Com efeito, por mais que muitos afirmem que sempre procuram viver zelando pela pureza de seu espírito e alma, cuidando de si mesmos, agindo honestamente, fugindo das armadilhas mundanas e evitando tudo aquilo que seja pernicioso, traga desgostos e contratempos, a verdade é geralmente outra. Eis que agem, e premeditadamente, para transformar a retidão da linha da vida em curvas e precipícios intermináveis.
Na maioria das situações, tem-se como normalidade da vida a convivência pacífica, a semeadura para colher os melhores frutos da sobrevivência, a busca de realizações e conquistas, o esforço para o reconhecimento social através do trabalho. E isto se dá através da honradez, da coragem produtiva, do estudo, da responsabilidade, do elevado esforço para sobreviver com dignidade e paz.
Tais aspectos, que se reconheça, não devem ser vistos como características de apenas alguns, pois todos, indistintamente, nascem com poder de realização e de seguir dignamente pela normalidade da vida, percorrendo aquela linha reta inicialmente citada. Portanto, tanto o pobre como o mais financeiramente aquinhoado, todos possuem as características únicas da existência para usufruir, dentro de suas capacidades, o melhor que a vida possa oferecer.

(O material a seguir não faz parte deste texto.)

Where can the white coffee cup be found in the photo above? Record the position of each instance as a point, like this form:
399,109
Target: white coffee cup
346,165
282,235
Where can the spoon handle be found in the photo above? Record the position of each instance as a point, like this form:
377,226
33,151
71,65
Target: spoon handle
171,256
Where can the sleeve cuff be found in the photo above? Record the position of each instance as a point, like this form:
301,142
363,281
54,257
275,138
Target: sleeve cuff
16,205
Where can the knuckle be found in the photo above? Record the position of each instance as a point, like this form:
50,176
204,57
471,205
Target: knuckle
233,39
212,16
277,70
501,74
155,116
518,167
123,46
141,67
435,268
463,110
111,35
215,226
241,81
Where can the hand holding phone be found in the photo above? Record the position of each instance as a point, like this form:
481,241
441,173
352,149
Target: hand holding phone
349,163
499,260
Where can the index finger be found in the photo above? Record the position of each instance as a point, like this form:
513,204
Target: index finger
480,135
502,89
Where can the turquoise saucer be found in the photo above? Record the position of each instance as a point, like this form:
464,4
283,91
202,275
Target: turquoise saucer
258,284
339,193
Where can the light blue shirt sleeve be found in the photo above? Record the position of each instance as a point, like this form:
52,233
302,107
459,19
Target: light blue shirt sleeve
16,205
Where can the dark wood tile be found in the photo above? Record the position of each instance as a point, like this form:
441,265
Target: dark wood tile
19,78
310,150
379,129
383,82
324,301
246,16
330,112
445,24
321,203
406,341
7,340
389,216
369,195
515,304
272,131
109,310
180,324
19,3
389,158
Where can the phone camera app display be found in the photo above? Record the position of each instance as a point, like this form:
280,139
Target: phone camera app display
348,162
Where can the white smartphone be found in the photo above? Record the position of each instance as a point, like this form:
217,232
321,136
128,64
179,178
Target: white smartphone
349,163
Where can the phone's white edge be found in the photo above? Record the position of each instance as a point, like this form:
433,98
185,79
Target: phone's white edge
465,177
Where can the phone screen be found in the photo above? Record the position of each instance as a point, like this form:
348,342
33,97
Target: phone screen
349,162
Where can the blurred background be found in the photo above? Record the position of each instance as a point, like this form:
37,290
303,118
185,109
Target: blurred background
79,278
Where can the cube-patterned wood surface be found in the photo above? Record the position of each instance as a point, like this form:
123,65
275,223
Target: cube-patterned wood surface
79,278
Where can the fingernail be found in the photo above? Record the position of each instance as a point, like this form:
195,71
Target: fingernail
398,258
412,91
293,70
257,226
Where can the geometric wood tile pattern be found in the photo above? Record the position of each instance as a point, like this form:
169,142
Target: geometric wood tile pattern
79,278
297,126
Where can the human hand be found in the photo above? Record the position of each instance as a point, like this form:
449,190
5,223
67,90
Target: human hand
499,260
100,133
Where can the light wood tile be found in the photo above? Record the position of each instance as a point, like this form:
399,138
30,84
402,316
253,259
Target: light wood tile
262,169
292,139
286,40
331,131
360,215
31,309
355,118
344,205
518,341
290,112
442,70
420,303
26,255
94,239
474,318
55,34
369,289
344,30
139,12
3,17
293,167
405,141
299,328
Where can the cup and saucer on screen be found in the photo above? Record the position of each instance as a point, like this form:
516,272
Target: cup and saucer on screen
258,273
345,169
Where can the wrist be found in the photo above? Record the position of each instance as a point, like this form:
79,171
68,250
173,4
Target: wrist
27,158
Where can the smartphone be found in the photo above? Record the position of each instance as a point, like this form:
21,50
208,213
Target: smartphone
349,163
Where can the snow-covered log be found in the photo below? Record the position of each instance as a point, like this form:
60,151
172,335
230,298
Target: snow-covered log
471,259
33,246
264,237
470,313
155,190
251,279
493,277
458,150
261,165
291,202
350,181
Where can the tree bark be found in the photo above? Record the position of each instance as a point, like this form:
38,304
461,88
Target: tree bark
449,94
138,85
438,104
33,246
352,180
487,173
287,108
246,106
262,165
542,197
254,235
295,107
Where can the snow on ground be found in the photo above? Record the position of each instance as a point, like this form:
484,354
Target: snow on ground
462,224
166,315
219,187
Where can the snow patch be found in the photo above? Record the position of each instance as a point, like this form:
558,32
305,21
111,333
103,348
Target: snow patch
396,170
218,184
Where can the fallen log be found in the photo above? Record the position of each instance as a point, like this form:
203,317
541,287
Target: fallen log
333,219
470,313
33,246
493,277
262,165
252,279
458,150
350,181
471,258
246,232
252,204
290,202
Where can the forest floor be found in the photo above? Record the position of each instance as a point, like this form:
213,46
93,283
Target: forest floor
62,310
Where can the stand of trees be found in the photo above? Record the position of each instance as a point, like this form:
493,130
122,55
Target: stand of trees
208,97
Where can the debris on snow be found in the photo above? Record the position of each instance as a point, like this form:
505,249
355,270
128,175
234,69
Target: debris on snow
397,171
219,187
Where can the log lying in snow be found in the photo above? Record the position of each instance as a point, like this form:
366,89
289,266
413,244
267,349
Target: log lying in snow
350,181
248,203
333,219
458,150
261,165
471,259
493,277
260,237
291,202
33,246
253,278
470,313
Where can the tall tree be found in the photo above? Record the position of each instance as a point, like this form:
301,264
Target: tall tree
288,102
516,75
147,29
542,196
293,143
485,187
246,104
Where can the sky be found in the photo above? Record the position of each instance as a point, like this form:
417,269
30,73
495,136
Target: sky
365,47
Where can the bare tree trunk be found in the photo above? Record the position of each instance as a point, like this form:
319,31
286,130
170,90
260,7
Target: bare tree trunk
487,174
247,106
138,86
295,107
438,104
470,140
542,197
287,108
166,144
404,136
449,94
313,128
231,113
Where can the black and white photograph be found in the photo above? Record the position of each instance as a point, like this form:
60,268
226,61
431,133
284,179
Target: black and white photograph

Contudo, jamais poderá ser admitido como normal que a pessoa pretenda desconstruir a normalidade da estrada e onde haja chão firme e flores do campo e passe a semear ervas daninhas, espalhar pedras pontiagudas e espinhos perfurantes. E também que vá além da margem da estrada em busca de labirintos, precipícios, abismos e outras fendas destruidoras.
Há de se reconhecer, contudo, o quanto difícil é seguir sempre pela linha reta da vida sem que o seu curso seja desafiado. De repente, os próprios labirintos se tornam até mais atraentes que o horizonte seguro. Espelham chamativas ilusões, fantasias, experiências de toda sorte. E muitos, principalmente os mais jovens e inexperientes, cessam a caminhada segura para experimentar as utopias fáceis espelhadas no labirinto. Dificilmente pensam no que pode estar no outro lado, nas sombras da destruição.
Talvez ajam assim porque a caminhada pela linha reta da vida lhes parece previsível demais. E se dizem que estudar, trabalhar, lutar para sobreviver, suar para conquistar, tudo não passa de chatice cotidiana. Havendo novas coisas a fazer, outras situações a experimentar, então nada melhor que arriscar. Pensam assim e logo tomam outro rumo. Ao invés de prosseguir cimentando o futuro, preferem as facilidades do desconhecido. Mas dificilmente conseguem retornar e retomar sua estrada.
Daí que a linha reta da vida, ainda que seja percurso previsível demais para muitos e sem as experiências fulgurantes que as veredas ilusoriamente ofereçam, sempre foi o caminho mais seguro para as grandes realizações. É cansativa, desafiadora, mas um oásis para aqueles que a segue com retidão.